Sattıkları silahlardan aldıkları komisyonlar sayesinde
kısa sürede bir hayli zengin olurlar ve 1898’de o köşkü satın alırlar.
Köşkün Adı Artık Huber Köşkü’dür…
Burada 20 yıl kadar yaşayan Huber ailesi, Birinci Dünya Savaşı’nın ardından
İstanbul’un işgali gündeme gelince şehri terk etmek zorunda kalır.
1922’de köşkün tapusu önce Mahmut Nedim Bey’e, hemen sonra da
Kavalalı Mehmet Ali Paşa’nın soyundan gelen Mısır Hidivi Hüseyin Kamil Paşa’nın
kızı Prenses Kadriye’ye geçer…
Ancak Prenses Kadriye, çok beğendiği köşkte uzun süre oturamaz. Bir
rivayete göre boğazın nemli havası prensese dokunur.

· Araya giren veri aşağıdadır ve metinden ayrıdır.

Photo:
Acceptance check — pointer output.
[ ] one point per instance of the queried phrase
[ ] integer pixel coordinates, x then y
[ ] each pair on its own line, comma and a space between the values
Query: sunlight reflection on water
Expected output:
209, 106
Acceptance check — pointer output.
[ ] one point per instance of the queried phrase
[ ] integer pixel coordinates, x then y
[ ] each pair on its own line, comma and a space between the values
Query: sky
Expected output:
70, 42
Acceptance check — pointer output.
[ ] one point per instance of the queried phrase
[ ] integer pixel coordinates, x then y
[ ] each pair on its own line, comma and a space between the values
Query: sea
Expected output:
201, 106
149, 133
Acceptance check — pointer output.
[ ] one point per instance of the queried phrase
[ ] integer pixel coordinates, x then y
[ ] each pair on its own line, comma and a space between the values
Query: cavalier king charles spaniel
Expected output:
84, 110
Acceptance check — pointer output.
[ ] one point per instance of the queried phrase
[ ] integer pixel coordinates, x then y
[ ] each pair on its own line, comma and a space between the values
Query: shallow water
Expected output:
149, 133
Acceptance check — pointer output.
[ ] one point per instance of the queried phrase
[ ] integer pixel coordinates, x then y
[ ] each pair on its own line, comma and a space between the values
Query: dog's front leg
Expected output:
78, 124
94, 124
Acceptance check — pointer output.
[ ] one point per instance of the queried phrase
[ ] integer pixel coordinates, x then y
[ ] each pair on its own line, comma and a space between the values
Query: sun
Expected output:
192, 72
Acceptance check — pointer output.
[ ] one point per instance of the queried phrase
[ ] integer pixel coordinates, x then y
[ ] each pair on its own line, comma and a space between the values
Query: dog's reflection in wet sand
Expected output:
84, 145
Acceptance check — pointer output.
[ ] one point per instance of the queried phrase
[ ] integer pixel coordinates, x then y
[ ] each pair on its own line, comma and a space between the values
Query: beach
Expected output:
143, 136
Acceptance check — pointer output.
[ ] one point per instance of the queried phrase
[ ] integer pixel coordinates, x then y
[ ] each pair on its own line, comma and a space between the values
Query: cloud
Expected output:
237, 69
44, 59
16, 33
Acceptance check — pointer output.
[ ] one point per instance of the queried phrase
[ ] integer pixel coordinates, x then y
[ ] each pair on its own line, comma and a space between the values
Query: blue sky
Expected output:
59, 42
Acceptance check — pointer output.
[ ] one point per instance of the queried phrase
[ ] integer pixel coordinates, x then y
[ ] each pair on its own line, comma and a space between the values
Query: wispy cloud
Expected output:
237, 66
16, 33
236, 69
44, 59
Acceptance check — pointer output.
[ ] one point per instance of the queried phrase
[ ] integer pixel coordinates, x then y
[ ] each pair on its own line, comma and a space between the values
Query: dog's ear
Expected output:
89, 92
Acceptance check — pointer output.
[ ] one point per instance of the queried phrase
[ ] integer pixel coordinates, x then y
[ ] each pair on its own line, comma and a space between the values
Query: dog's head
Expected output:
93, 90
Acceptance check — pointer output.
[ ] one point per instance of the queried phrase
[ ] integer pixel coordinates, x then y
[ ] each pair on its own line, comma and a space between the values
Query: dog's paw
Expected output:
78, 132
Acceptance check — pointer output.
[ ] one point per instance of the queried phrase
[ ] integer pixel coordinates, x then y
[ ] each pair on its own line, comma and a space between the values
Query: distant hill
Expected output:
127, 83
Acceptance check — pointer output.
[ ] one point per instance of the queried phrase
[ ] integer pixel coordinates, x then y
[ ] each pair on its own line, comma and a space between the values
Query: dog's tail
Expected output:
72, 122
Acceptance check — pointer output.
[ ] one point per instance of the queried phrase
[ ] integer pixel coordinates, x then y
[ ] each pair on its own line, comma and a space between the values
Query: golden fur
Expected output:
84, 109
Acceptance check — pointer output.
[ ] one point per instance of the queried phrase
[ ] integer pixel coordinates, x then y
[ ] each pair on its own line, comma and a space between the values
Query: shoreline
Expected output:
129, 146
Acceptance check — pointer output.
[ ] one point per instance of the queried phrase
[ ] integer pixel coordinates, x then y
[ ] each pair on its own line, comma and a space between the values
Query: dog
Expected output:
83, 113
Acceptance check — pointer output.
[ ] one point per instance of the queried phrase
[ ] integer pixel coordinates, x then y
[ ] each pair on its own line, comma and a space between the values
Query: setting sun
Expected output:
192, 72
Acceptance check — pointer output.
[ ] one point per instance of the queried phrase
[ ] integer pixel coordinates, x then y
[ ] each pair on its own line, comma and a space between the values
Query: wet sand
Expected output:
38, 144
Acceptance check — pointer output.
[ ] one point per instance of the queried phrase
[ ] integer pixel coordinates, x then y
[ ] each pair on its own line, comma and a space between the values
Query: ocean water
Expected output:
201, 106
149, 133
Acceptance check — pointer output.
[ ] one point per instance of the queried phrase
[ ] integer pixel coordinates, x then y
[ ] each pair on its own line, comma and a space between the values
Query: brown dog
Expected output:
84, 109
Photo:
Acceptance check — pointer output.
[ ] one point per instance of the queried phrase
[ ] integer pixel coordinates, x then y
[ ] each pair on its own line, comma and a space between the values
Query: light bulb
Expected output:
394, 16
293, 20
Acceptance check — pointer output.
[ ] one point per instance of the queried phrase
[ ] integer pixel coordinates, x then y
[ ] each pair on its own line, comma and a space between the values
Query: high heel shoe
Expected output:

Köşk bu yüzden 1928’de Fransız Katolik Lisesi Notre Dame de Sion’a
kiralanır ve 1970’lere kadar Levantenleri ve renkli misafirleri ağırlar. Sonra
da Köşkün tapusu, Rahibe Therese Clement Ve Marie Aimee Odent’e geçer.
1973’te bir kez daha el değiştiren köşkün yeni sahibi Boğaziçi İnşaat
Turizm Anonim Şirketi olur.
Restorasyon izni verilmediği için yaklaşık 15 yıl boş kalan köşk, 1988’de
kamulaştırılır. Çünkü 12 Eylül darbesinin mimarı Kenan Evren,
İstanbul’da kendisi için bir yazlık istemiştir ve bu köşk tam da onun
istediği gibidir.
Kamulaştırıldıktan sonra köşkün bahçesine önce bir havuz yapılır, sonra
20 daireli personel lojmanı ile 150 kişilik güvenlik binası inşa edilir…
Yabancı devlet başkanlarının ağırlanacağı ve büyük resepsiyonların verileceği
tamamlayıcı mekanlar da 2000 yılında devreye girer…
Yerleşke bugün Cumhurbaşkanlığı Konutu, Yabancı Devlet Başkanlıkları
Konukevi, Resepsiyon Alanları, Misafirhane ve Sosyal Merkez
bölümlerinden oluşmaktadır.
Neden mi bu kadar uzun, uzun anlattım Huber Köşkü’nü.? Söyleyeyim:
Bu köşkü bugüne kadar beş cumhurbaşkanı kullandı:
Evren, Özal, Demirel, Sezer ve Gül…
Önceki dört cumhurbaşkanının dördü de görev süreleri bittiğinde nasıl
Çankaya’yı boşalttılarsa, Huber’i de boşaltıp kendi özel mülklerine gittiler.
Bir tek Gül gitmedi.! O gideceğine tersi oldu; “Cumhurbaşkanlığı Forsu”
gitti.
Peki; yeni Cumhurbaşkanı Erdoğan yaz aylarında nerede çalışacak.?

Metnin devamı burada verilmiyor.